Roast Chicken with Broccoli Rabe and Polenta

This dinner was the result of a miscommunication between my husband and I.  I thought he got chicken cutlets form our local butcher that cut chicken perfectly for wrapping and stuffing.  So I started prepping this lovely broccoli rabe and prosciutto stuffing.  Imagine my surprise when I took out the chicken to stuff it and realized it was a whole chicken split in half.  I came up with this!

Ingredients
1 chicken, split in half and backbone removed
1 bunch of broccoli rabe, trimmed
4 sun-dried tomatoes, thinly sliced
Olive Oil
1 clove of garlic, minced
1 shallot, minced
1/2 cup of white wine
1 1/2 cups of chicken broth
2 tsp of balsamic vinegar
3 oz of prosciutto
1 tomato, diced
1 heaping tsp of cornstarch, dissolved in chicken broth
Salt & Pepper
For the polenta
1 cup of stoneground yellow corn meal
3 cups of water
1/2 tsp of salt

Pre heat the oven to 425.  Place the chicken in a roasting pan and season with salt and pepper.  Roast for 45 minutes until the skin is crisp and browned and the internal temperature of the thigh meat is at least 165.  Meanwhile, blanch the broccoli rabe in salted water for 3-4 minutes.  Heat 1 tbsp of olive oil in a large pan over medium heat and cook the garlic for 1 minute.  Remove rabe from the water and add to pan with the garlic.  Stir, cooking for 1 minute and then add the sun dried tomatoes.  Cook for about another 2 more minutes, until the rabe is tender.  Season to taste with salt and pepper.

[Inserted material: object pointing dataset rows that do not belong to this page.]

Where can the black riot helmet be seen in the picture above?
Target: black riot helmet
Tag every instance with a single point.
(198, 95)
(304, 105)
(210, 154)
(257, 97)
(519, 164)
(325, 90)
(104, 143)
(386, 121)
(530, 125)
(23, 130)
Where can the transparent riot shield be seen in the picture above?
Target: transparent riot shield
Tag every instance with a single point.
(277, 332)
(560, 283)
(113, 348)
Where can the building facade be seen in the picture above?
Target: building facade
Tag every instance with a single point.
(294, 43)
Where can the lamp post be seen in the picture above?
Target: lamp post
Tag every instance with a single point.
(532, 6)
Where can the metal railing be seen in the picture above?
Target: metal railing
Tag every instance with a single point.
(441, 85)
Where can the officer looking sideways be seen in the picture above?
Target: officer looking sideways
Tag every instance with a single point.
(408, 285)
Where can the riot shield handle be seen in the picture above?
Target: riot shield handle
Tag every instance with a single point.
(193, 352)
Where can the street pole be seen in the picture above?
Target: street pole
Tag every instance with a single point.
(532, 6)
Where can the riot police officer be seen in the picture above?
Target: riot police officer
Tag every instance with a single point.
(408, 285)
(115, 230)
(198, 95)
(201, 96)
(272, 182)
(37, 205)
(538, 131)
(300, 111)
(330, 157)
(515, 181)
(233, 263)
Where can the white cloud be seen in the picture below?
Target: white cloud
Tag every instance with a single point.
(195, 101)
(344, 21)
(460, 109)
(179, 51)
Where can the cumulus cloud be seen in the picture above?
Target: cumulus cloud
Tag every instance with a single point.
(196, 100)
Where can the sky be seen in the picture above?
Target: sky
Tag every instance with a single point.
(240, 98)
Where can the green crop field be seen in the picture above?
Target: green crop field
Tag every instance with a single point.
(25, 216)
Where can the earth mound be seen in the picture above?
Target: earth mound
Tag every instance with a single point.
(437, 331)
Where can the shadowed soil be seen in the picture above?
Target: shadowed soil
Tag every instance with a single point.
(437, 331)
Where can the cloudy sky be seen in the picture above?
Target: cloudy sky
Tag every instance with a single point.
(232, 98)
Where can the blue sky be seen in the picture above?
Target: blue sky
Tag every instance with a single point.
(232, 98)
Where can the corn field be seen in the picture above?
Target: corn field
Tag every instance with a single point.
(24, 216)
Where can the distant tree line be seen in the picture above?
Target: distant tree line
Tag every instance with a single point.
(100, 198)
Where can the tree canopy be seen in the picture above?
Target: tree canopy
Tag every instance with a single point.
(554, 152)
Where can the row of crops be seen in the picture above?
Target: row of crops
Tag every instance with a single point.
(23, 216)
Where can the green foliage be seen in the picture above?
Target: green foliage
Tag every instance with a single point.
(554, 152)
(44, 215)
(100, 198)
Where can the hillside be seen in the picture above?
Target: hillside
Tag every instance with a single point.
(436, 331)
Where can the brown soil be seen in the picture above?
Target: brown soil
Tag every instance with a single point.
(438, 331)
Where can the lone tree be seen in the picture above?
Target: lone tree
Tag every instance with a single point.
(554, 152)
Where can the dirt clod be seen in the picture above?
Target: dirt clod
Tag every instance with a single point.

To make the polenta, bring the water to a boil and add the salt.  Slowly whisk in the corn meal.  Reduce the heat to medium low and cook for 15 minutes, stirring regularly.

To make the sauce, heat 2 tsp of olive oil in pan over medium heat.  Add the shallots and cook for about 2 minutes until softened.  Add in the white wine and cook until the wine is reduced by half.  Add in the chicken broth and balsamic and bring to a boil.  Next add the prosciutto and cook for 2 minutes.  Last add the diced tomato and cook until warmed through.  Set-aside until the chicken is done.  Once you have removed the chicken from the roasting pan to allow to rest, pour off any fat, stir in the cornstarch slurry into the sauce and then add the sauce to the pan.  Place the pan back into the oven for 5 minutes until the sauce has thickened slightly.  

Serve by placing polenta on the bottom topped with the broccoli rabe.  Pour the sauce over and then top with the roast chicken.